3rd April 2026 –
This is the night. The night that reveals the foundation of our faith. The Paschal candle, the sign of Christ’s resurrection, burns steady, passing its flame of faith from hand to hand.
We have listened to the old stories – creation out of chaos, Abraham’s knife held back, Pharaoh’s army swallowed by the sea. Each one tells us the same thing: God doesn’t leave us in the murky depths. He parts waters, stops the hand raised to kill, speaks light into the dark void. And tonight, all that history points to one tomb. In Matthew’s forceful telling, two women come at first light – Mary Magdalene and the other Mary – carrying spices, hearts heavy. They expect a heavy stone sealing the tomb. They expect silence. But instead, an earthquake, and an angel who tells them: “Do not be afraid.”
The stone is rolled away. Not by human, but divine power. The guards shake like dead men. And the angel? He sits calmly on that stone, saying, “He is not here. He has risen, as he said.” As he said. Remember? He told us. Now it’s real.

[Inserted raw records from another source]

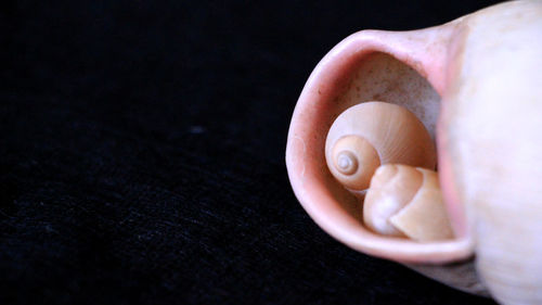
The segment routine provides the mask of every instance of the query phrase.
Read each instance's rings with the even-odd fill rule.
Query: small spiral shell
[[[453,238],[437,173],[425,168],[380,166],[365,195],[363,221],[390,237],[421,242]]]
[[[434,169],[429,132],[406,109],[384,102],[349,107],[333,123],[325,143],[332,175],[347,189],[366,190],[376,168],[386,163]]]

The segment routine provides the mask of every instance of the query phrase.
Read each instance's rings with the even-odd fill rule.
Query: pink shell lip
[[[404,33],[353,34],[322,59],[297,102],[286,148],[294,192],[322,229],[357,251],[401,263],[429,264],[455,262],[473,254],[473,241],[466,234],[450,241],[417,243],[369,231],[362,225],[359,204],[331,176],[324,160],[325,137],[338,107],[334,92],[345,86],[345,75],[354,63],[372,52],[390,54],[417,71],[442,96],[447,48],[453,29],[453,24],[447,24]]]

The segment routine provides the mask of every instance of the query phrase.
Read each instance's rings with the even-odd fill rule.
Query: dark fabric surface
[[[347,249],[284,164],[318,61],[495,1],[2,1],[0,304],[494,304]]]

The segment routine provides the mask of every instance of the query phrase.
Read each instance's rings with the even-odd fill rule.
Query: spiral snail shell
[[[333,123],[325,142],[327,167],[347,189],[366,190],[376,168],[399,163],[435,168],[429,132],[406,109],[371,101],[349,107]]]
[[[453,238],[437,173],[420,167],[380,166],[363,202],[363,221],[379,234],[420,242]]]

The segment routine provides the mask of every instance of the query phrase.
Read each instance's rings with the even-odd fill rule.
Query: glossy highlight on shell
[[[404,107],[365,102],[341,113],[326,140],[330,171],[347,189],[366,190],[382,164],[435,168],[436,152],[422,122]]]

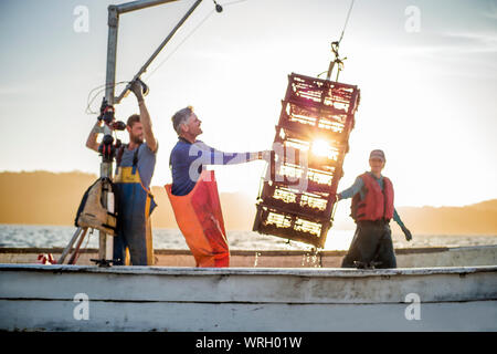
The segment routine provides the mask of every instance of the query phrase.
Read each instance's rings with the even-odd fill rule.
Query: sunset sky
[[[96,115],[85,108],[88,93],[105,83],[107,6],[121,2],[0,2],[0,170],[98,174],[99,157],[84,146]],[[146,103],[159,140],[152,185],[171,181],[177,137],[170,117],[187,105],[202,119],[200,138],[209,145],[269,148],[287,75],[328,69],[330,42],[340,37],[350,6],[218,2],[225,4],[222,13],[203,1],[141,76],[150,86]],[[121,15],[117,82],[133,79],[192,3]],[[87,32],[74,28],[77,7],[88,10]],[[419,31],[410,27],[412,7]],[[382,148],[396,206],[497,198],[497,1],[356,0],[340,53],[348,59],[339,81],[361,90],[340,190],[369,168],[369,152]],[[116,106],[123,121],[136,112],[133,95]],[[127,142],[127,134],[119,135]],[[220,189],[255,200],[263,167],[216,168]]]

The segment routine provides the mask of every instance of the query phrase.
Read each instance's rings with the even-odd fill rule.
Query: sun
[[[329,144],[324,139],[316,139],[313,142],[313,145],[310,146],[310,150],[316,156],[327,157],[330,153],[331,147]]]

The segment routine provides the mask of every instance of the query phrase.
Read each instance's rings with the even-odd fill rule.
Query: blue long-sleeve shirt
[[[380,178],[377,178],[373,174],[368,173],[371,175],[371,177],[374,178],[376,181],[378,181],[378,184],[380,185],[381,190],[383,190],[383,176],[380,176]],[[364,181],[362,180],[362,178],[360,176],[358,176],[356,178],[356,181],[353,183],[352,186],[350,186],[349,188],[345,189],[343,191],[339,192],[339,197],[340,199],[348,199],[348,198],[352,198],[355,195],[357,195],[358,192],[361,194],[361,199],[364,198],[364,191],[363,191],[363,187],[364,187]],[[395,220],[396,223],[399,223],[399,226],[402,228],[404,227],[404,223],[402,222],[399,214],[396,212],[395,208],[393,208],[393,220]]]
[[[180,138],[172,148],[169,165],[172,174],[171,192],[188,195],[197,184],[204,165],[235,165],[256,159],[252,153],[223,153],[201,140],[194,144]]]

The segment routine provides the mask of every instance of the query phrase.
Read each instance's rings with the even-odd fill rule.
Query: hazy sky
[[[89,91],[105,82],[107,6],[120,2],[0,1],[0,170],[98,174],[99,157],[84,146],[96,115],[85,108]],[[192,3],[121,15],[116,81],[133,79]],[[246,0],[219,14],[203,1],[142,75],[160,146],[152,185],[171,180],[170,117],[186,105],[203,121],[205,143],[269,148],[287,75],[327,70],[349,4]],[[74,28],[77,7],[88,10],[87,32]],[[356,0],[340,52],[348,59],[339,81],[361,88],[340,190],[382,148],[396,206],[497,198],[497,1]],[[126,121],[138,112],[135,97],[116,111]],[[263,163],[216,170],[221,190],[255,200]]]

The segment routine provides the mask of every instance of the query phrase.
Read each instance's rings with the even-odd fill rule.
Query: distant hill
[[[81,198],[96,175],[81,171],[0,173],[0,223],[73,225]],[[162,186],[151,188],[158,204],[152,226],[177,228]],[[255,196],[221,194],[226,229],[251,230]],[[348,201],[339,205],[334,228],[353,229]],[[465,207],[400,207],[398,211],[413,233],[497,235],[497,199]],[[392,230],[400,232],[393,222]]]
[[[0,173],[0,223],[73,225],[81,199],[96,178],[81,171]],[[152,226],[177,228],[166,189],[154,186],[151,191],[158,205]],[[221,194],[221,202],[226,228],[252,228],[255,197]]]

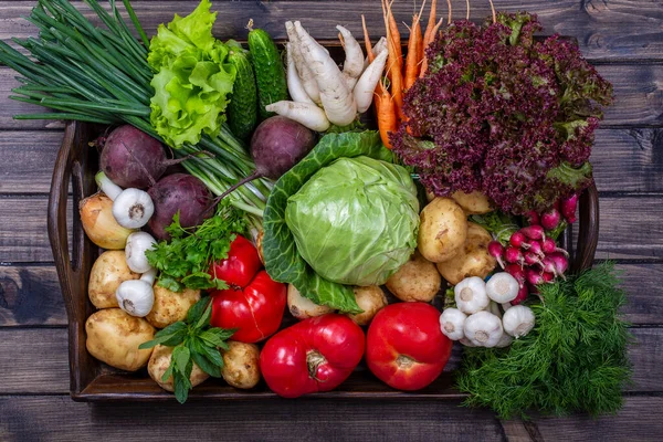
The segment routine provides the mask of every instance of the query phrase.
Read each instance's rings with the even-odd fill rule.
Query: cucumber
[[[274,115],[265,106],[287,99],[285,69],[278,49],[269,33],[262,29],[252,29],[249,23],[249,51],[253,61],[255,83],[257,84],[257,115],[263,120]]]
[[[257,90],[249,52],[235,41],[228,41],[228,61],[235,67],[236,75],[227,115],[230,130],[243,140],[249,139],[257,124]]]

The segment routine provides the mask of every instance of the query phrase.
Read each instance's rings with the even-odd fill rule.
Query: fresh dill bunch
[[[508,348],[465,347],[457,388],[467,407],[490,407],[501,419],[528,411],[564,415],[614,413],[630,382],[625,293],[612,263],[538,288],[529,307],[535,328]]]

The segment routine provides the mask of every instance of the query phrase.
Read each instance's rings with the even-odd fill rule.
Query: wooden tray
[[[98,155],[87,143],[94,139],[93,125],[70,122],[57,155],[49,199],[49,238],[60,277],[62,295],[69,317],[70,390],[76,401],[159,401],[175,397],[159,388],[145,369],[135,373],[116,370],[93,358],[85,348],[85,320],[95,311],[87,297],[87,281],[99,249],[83,231],[78,218],[78,202],[94,192],[94,175],[98,169]],[[70,200],[70,182],[72,200]],[[72,236],[67,227],[67,211],[72,211]],[[591,266],[599,232],[599,204],[592,185],[580,198],[577,246],[571,248],[571,230],[565,232],[562,242],[572,254],[571,270]],[[442,296],[434,304],[440,306]],[[285,314],[282,326],[293,323]],[[453,389],[453,369],[457,368],[462,348],[454,345],[445,371],[428,388],[415,392],[397,391],[373,377],[362,362],[350,378],[334,391],[309,394],[324,398],[360,399],[455,399],[464,397]],[[276,398],[264,381],[252,390],[239,390],[222,379],[209,379],[196,387],[189,400],[265,399]]]

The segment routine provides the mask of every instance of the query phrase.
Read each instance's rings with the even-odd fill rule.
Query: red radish
[[[520,264],[523,263],[523,252],[516,248],[506,248],[506,251],[504,252],[504,259],[508,263]]]
[[[572,194],[569,198],[565,198],[561,200],[560,210],[562,217],[567,220],[567,222],[572,223],[576,222],[576,208],[578,207],[578,194]]]
[[[504,255],[504,245],[499,241],[491,241],[488,243],[488,253],[499,263],[499,266],[504,269],[504,262],[502,256]]]
[[[525,236],[530,240],[544,240],[546,239],[546,232],[540,225],[529,225],[519,230]]]
[[[529,212],[526,212],[524,214],[524,217],[525,217],[525,221],[527,221],[527,223],[529,225],[538,225],[539,224],[539,215],[534,210],[530,210]]]
[[[520,284],[520,286],[525,283],[525,281],[526,281],[525,270],[523,267],[520,267],[518,264],[508,264],[506,267],[504,267],[504,271],[506,273],[508,273],[509,275],[512,275],[513,277],[515,277],[516,281],[518,282],[518,284]]]
[[[523,301],[527,299],[528,295],[529,295],[529,288],[527,287],[527,284],[520,284],[520,290],[518,291],[518,295],[511,302],[511,304],[518,305]]]
[[[204,212],[209,211],[210,215],[213,214],[213,211],[209,210],[212,192],[192,175],[169,175],[152,186],[148,193],[155,203],[155,214],[149,219],[148,224],[159,240],[170,238],[166,228],[170,225],[177,212],[182,228],[198,225]]]
[[[534,252],[526,252],[524,259],[527,265],[541,265],[540,257]]]
[[[559,210],[552,208],[547,212],[541,214],[541,227],[546,230],[554,230],[559,225],[559,221],[561,221],[561,217],[559,214]]]
[[[103,147],[99,168],[123,188],[154,186],[169,166],[188,158],[167,159],[161,143],[130,125],[119,126],[97,145]]]
[[[558,275],[564,275],[569,267],[569,260],[559,252],[550,253],[547,257],[552,261],[552,264],[555,265],[555,273]]]
[[[555,240],[551,238],[546,238],[543,242],[541,242],[541,250],[544,251],[545,254],[549,254],[549,253],[555,253],[555,252],[559,252],[566,256],[569,255],[569,252],[567,252],[564,249],[560,249],[557,246],[557,244],[555,243]]]
[[[527,249],[529,245],[525,243],[527,239],[523,234],[523,232],[514,232],[512,236],[508,239],[508,243],[516,249]]]
[[[528,248],[529,252],[534,253],[535,255],[537,255],[539,257],[545,256],[540,241],[528,241],[527,244],[529,245],[529,248]]]

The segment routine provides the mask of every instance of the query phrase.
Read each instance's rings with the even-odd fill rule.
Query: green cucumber
[[[257,124],[257,90],[249,51],[234,40],[227,42],[228,61],[235,67],[236,76],[227,115],[230,130],[243,140],[249,139]]]
[[[249,50],[255,72],[257,84],[257,114],[262,119],[269,118],[274,113],[266,112],[265,106],[287,99],[287,82],[285,69],[276,44],[267,32],[253,29],[253,21],[249,22]]]

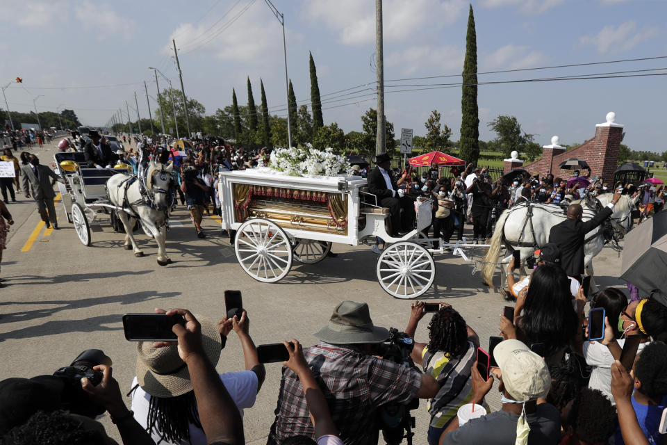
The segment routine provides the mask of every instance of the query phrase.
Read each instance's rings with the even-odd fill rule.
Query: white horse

And those women? They run – fear and great joy mixed together. Jesus meets them on the road. Not a ghost. Not a vision. Flesh and blood, saying their names. “Greetings!” He says, as if it were so ordinary, as if death was just a bad dream. They grab his feet. Worship. And he sends them: “Go tell my brothers.” That is us. We who sat in the dark tonight, renewing vows, feeling the water splashed over our heads – buried with him, raised with him, just as St Paul told us in his letter to the Romans. “We were buried with him by baptism into death… so we too might walk in newness of life.” The truth is: our old self – our fear and doubt, is buried tonight.
The candles we hold are lit from the one flame. One light, many lives. One resurrection, shared. And if fear and doubt creep back into our lives, let us remember this night. The stone rolled away, and angels greeting to the women ‘Do not be afraid.’ Christ is risen.